For sorting order, I want the data sort by (type, id1, id2, id3, id4), then reverse sorting by (timestamp1, timestamp2).
I implemented my KeyComparator using my sorting order logic listed above, and my Partitioner and GroupComparator based on my logic listed above.
Here is the pseudo code of the Partitioner and GroupComparator:
public class MyPartitioner implements Partitioner {    @Override    public int getPartition(MyPartitionKey key, Value value, int numPartitions) {        int hashCode = key.getActivityType().name().hashCode();        StringBuilder sb = new StringBuilder();        for (String subPartitionValue : key.getPartitionValue()) {            sb.append(subPartitionValue);        }        return Math.abs(hashCode * 127 + sb.toString().hashCode()) % numPartitions;    }
    @Override    public void configure(JobConf job) {    }}
// The key getPartitionValue method will return array of string of either YYYY or {YYYY, MM, DD} of the timestamp1.
For GroupComparator:
    public static class MyGroupComparator extends WritableComparator {        protected MyGroupComparator() {            super(MyPartitionKey.class, true);        }
        @Override        public int compare(WritableComparable w1, WritableComparable w2) {            MyPartitionKey key1 = (MyPartitionKey) w1;            MyPartitionKey key2 = (MyPartitionKey) w2;            int cmp = key1.type.compareTo(key2.type);            // different type, send to different group            if (cmp != 0)                return cmp;
            // for the same type, should have the same partition value array length            String[] partitionValue1 = key1.getPartitionValue();            String[] partitionValue2 = key2.getPartitionValue();            assert partitionValue1.length == partitionValue2.length;            StringBuilder sb1 = new StringBuilder();            StringBuilder sb2 = new StringBuilder();            for (String subValue : partitionValue1) {                sb1.append(subValue);            }            for (String subValue : partitionValue2) {                sb2.append(subValue);            }            return sb1.toString().compareTo(sb2.toString());        }
Now, here is the strange problem I don't understand. I tested with my MR job. I know in the test data, I have 7 types data, 3 of them partitioned yearly, 4 of them partition daily. In the test data, for the 3 types partitioned daily, there are 2 days data of each type. So I expected the Input group count of the reducer should be 11, which is 4 x 2 + 3 = 11. In fact, if I don't use this custom MyPartitionKey, just use  Text as the key type, with "type + YYYY" for yearly dataset, "type + YYYYMMDD" for daily dataset, there are 11 input groups for the reducer. But I have to support secondary sort. To my surprise, runtime MR job generates 51792 input groups for the reducer. This doesn't make sense.

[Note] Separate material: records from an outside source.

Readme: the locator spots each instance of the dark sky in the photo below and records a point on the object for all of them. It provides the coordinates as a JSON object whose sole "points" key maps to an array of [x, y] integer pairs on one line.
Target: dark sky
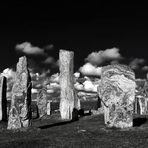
{"points": [[79, 26]]}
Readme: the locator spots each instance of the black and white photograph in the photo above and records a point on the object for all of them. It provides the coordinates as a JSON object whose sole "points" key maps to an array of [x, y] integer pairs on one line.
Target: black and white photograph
{"points": [[73, 74]]}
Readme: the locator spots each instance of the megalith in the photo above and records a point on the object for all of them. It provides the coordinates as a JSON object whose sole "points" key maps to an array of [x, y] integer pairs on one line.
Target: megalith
{"points": [[3, 99], [117, 92], [42, 102], [20, 110], [69, 102]]}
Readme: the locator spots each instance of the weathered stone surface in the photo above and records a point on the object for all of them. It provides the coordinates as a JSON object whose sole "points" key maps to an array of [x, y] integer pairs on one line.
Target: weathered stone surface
{"points": [[141, 97], [34, 111], [117, 92], [42, 102], [3, 100], [20, 112], [49, 107], [69, 102]]}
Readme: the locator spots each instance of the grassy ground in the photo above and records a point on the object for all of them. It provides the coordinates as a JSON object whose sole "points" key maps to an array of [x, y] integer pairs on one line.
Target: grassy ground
{"points": [[87, 132]]}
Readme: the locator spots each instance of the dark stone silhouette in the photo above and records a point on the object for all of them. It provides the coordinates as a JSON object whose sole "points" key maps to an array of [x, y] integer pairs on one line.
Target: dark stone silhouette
{"points": [[139, 121], [3, 99]]}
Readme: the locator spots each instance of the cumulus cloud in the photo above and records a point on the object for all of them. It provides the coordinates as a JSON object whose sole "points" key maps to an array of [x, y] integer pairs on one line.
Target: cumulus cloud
{"points": [[136, 63], [49, 47], [97, 58], [89, 69], [28, 49], [145, 68], [49, 60]]}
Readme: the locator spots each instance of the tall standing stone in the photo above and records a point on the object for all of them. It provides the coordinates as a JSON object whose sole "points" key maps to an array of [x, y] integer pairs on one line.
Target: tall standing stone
{"points": [[3, 100], [117, 91], [20, 110], [69, 102], [42, 102]]}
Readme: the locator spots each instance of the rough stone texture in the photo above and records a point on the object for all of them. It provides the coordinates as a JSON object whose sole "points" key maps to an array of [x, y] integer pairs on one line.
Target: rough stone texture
{"points": [[69, 102], [3, 100], [34, 111], [49, 107], [42, 102], [117, 92], [141, 99], [20, 112]]}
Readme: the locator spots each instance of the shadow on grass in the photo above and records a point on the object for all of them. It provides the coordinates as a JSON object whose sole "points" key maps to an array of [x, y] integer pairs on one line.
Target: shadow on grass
{"points": [[139, 121], [75, 117]]}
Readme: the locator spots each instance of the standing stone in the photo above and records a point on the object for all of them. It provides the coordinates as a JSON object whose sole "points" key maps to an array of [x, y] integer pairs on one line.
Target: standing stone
{"points": [[3, 100], [49, 107], [117, 91], [20, 111], [69, 102], [42, 102]]}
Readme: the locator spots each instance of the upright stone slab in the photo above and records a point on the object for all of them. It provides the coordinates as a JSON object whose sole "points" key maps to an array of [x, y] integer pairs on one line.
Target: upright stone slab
{"points": [[42, 102], [20, 111], [3, 100], [117, 91], [49, 107], [69, 102]]}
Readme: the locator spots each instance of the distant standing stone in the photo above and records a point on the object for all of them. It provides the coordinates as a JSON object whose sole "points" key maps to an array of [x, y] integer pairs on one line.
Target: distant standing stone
{"points": [[20, 112], [3, 100], [117, 91], [42, 102]]}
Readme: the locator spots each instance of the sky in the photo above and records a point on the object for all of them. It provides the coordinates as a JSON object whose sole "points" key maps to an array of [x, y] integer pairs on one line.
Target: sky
{"points": [[118, 28]]}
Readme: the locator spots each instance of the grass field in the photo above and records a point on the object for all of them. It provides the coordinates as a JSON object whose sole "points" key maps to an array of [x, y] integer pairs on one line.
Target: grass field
{"points": [[88, 131]]}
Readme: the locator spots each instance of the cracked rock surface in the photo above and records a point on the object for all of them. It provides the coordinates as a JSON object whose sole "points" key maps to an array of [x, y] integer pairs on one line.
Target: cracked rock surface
{"points": [[117, 91]]}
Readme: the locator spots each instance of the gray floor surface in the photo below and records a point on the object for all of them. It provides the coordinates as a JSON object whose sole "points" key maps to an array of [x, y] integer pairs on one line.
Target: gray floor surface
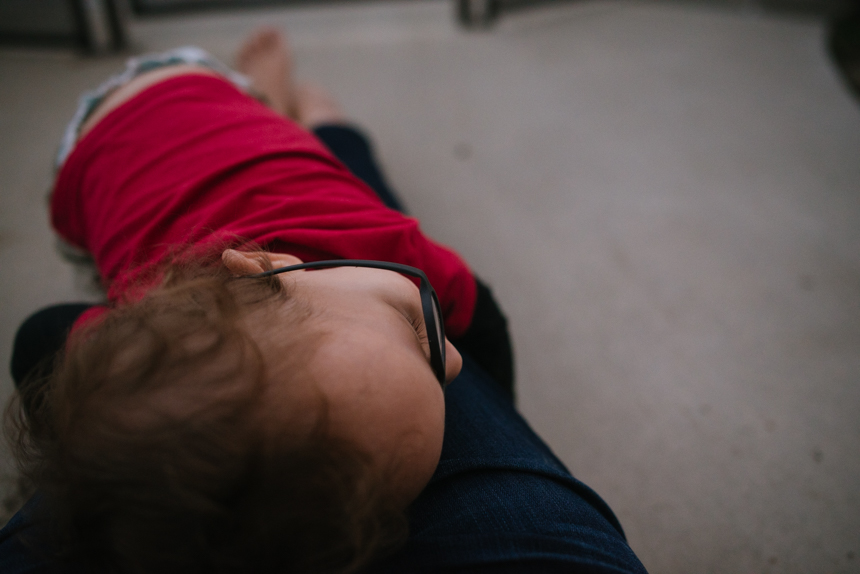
{"points": [[667, 201]]}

If I changed MyGroupComparator compare() method, to only compare the type, like following:      @Override        public int compare(WritableComparable w1, WritableComparable w2) {            MyPartitionKey key1 = (MyPartitionKey) w1;            MyPartitionKey key2 = (MyPartitionKey) w2;            return key1.type.compareTo(key2.type);       }The MR job generates 7 input group for the reducer, which is what I expects. But when I start to add the comparing of the YYYY or MM or DD data parsed out from the timestamp1, the input group count became very large.

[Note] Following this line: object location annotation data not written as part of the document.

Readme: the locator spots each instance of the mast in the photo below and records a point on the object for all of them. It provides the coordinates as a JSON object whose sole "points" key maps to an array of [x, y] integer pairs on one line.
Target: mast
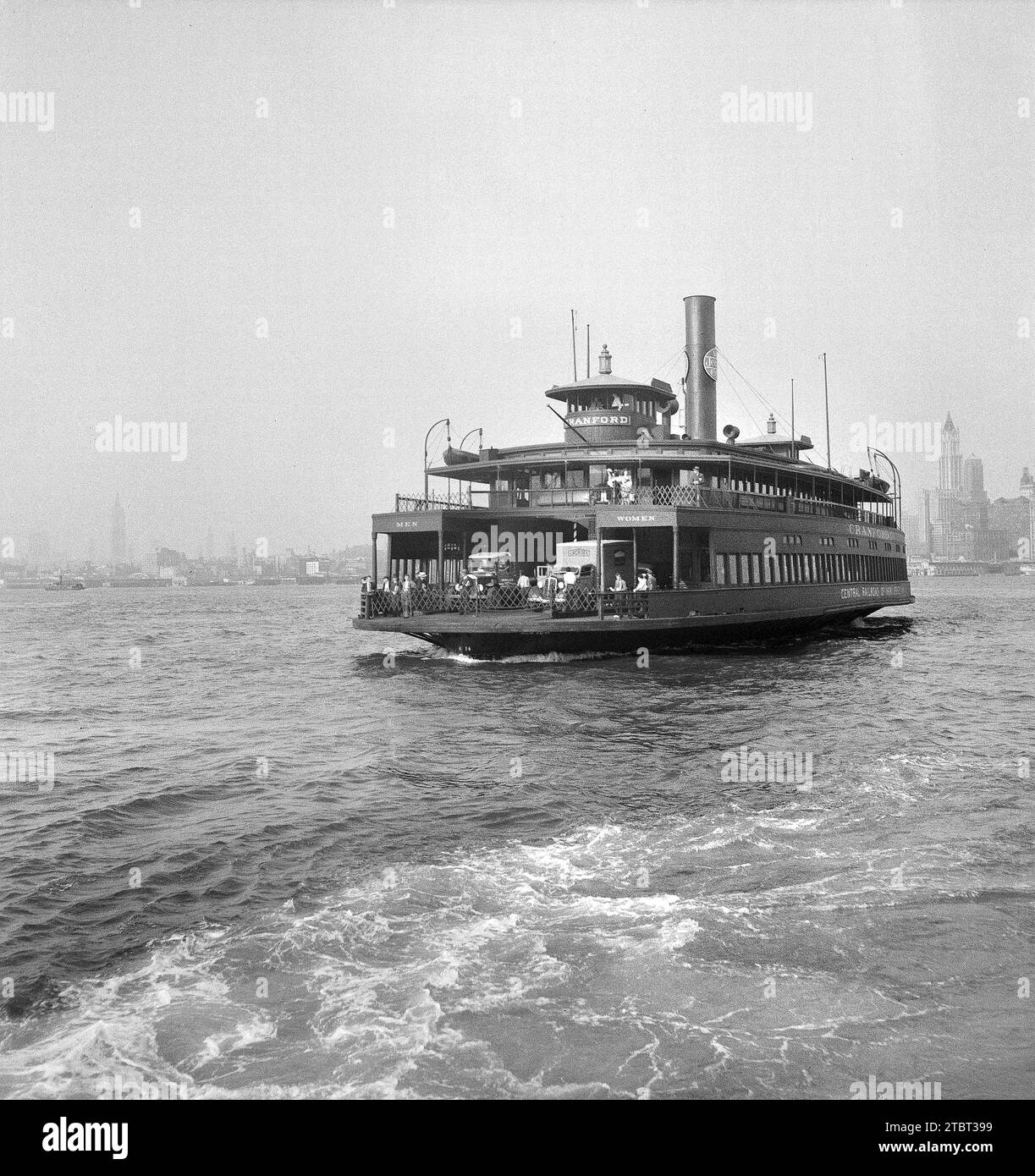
{"points": [[574, 360], [793, 437], [827, 407]]}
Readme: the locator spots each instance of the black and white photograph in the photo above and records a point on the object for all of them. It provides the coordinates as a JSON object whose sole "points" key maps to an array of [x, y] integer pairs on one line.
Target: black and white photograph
{"points": [[516, 569]]}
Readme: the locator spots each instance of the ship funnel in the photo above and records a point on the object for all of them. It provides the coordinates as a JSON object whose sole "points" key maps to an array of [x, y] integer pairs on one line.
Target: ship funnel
{"points": [[702, 365]]}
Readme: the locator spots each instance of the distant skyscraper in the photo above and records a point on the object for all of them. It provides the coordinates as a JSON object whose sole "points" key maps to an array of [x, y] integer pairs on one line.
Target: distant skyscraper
{"points": [[948, 537], [973, 479], [118, 533]]}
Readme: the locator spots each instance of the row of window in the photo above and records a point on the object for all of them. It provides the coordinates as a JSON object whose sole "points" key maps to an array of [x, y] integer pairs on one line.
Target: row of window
{"points": [[800, 569]]}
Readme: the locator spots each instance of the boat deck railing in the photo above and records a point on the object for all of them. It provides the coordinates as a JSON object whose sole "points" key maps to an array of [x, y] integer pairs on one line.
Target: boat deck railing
{"points": [[690, 497], [574, 601]]}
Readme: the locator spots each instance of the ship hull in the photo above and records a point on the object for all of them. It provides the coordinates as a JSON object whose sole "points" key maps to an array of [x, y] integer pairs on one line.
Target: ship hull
{"points": [[745, 620]]}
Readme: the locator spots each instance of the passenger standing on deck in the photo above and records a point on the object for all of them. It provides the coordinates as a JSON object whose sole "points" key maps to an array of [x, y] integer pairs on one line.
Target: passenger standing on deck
{"points": [[627, 487]]}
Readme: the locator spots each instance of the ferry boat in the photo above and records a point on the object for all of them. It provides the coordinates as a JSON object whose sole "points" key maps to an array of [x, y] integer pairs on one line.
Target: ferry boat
{"points": [[682, 540], [59, 584]]}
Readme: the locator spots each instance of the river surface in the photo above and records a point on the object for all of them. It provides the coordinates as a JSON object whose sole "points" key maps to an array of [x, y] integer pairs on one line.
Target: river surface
{"points": [[272, 866]]}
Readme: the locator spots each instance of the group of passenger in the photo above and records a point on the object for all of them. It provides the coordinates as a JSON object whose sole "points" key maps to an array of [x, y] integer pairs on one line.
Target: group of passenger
{"points": [[405, 596], [619, 486], [646, 581], [408, 594]]}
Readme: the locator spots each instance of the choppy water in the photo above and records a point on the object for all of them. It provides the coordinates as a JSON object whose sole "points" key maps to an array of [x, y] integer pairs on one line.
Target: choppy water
{"points": [[394, 910]]}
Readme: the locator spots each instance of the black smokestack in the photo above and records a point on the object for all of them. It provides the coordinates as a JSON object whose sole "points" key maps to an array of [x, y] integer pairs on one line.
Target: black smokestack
{"points": [[700, 382]]}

What I think is that maybe Id1, Id2, Id3, and Id4 makes the input group large, because in the test data, there are a lot of combination of unique (id1,id2,id3,id4). But they are NOT part of my GroupComparator implementation. Why in this case, the input group count for the reducer is so high? And in this case, the MR job won't do what I want, as same group of data NOT being sent to the same reducer. Here are the summary of my questions:
1) My understanding is that GroupComparator is the only class to control the input groups of the reducer, is that correct?2) If so, in my case above, I know MyGroupComparator will return 11 unique values from my test data. Why there are 51792 input groups generated? This big number must come from (Id1, Id2, Id3 and Id4), but these Ids are not used in MyGroupComparator, why they affect the reducer input group count?3) If I only use type in my GroupComparator, I got correct 7 input groups for the reducer. So in this case, it correctly ignored all other data contains in the MyPartitionKey class, why? Is the order of the attributes make any difference? I don't think so, but I cannot explain the above result.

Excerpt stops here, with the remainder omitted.